I made a data like this:
data<-data.frame(id=c(1,1,1,1,2,2,2,3,3,3,4,4,4),
yearmonthweek=c(2012052,2012053,2012061,2012062,2013031,2013052,2013053,2012052,
2012053,2012054,2012071,2012073,2012074),
event=c(0,1,1,0,0,1,0,0,0,0,0,0,0),
a=c(11,12,13,10,11,12,15,14,13,15,19,10,20))

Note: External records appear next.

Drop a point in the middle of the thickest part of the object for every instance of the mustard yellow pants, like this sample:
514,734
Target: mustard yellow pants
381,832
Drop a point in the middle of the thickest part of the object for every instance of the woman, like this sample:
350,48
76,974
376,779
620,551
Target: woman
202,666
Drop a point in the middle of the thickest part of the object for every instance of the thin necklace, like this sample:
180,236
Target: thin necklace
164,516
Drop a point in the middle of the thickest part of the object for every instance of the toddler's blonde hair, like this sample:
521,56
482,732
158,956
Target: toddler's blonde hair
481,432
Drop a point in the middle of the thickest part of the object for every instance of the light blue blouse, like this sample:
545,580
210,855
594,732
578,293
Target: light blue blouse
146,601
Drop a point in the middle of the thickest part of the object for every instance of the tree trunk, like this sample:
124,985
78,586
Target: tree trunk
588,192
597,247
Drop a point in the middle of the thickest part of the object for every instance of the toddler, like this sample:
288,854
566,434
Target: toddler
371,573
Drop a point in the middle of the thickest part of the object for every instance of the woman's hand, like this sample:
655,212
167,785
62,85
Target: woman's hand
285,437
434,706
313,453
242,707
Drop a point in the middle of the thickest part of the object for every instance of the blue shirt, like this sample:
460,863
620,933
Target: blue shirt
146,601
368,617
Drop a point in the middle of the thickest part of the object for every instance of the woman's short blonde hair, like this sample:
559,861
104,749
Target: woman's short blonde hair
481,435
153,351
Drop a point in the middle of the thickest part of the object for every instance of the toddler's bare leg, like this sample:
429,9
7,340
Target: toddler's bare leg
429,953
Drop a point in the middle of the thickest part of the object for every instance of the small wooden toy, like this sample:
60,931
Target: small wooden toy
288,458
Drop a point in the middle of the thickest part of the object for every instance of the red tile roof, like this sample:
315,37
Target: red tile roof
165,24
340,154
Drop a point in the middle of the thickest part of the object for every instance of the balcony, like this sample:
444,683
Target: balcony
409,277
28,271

id stands for personal id. yearmonthweek means year, month and week. I want to clean data by the following rules. First, find id that have at least one event. In this case id=1 and 2 have events and id=3 and 4 have no events. Secondly, pick a random row from an id that has events and pick a random row from an id that has no events. So, the number of rows should be same as the number of id. My expected output looks like this:
data<-data.frame(id=c(1,2,3,4),
yearmonthweek=c(2012053,2013052,2012052,2012073),
event=c(1,1,0,0),
a=c(12,12,14,10))
Since I use random sampling, the values can be different as above, but there should be 4 rows like this.
>Solution :
Here is an option
set.seed(2022)
data %>%
group_by(id) %>%
mutate(has_event = any(event == 1)) %>%
filter(if_else(has_event, event == 1, event == 0)) %>%
slice_sample(n = 1) %>%
select(-has_event) %>%
ungroup()
## A tibble: 4 × 4
# id yearmonthweek event a
# <dbl> <dbl> <dbl> <dbl>
#1 1 2012061 1 13
#2 2 2013052 1 12
#3 3 2012053 0 13
#4 4 2012074 0 20
Explanation: Group by id, flag if a group has at least one event; if it does, only keep those rows where event == 1; then uniform-randomly select a single row using slice_sample per group.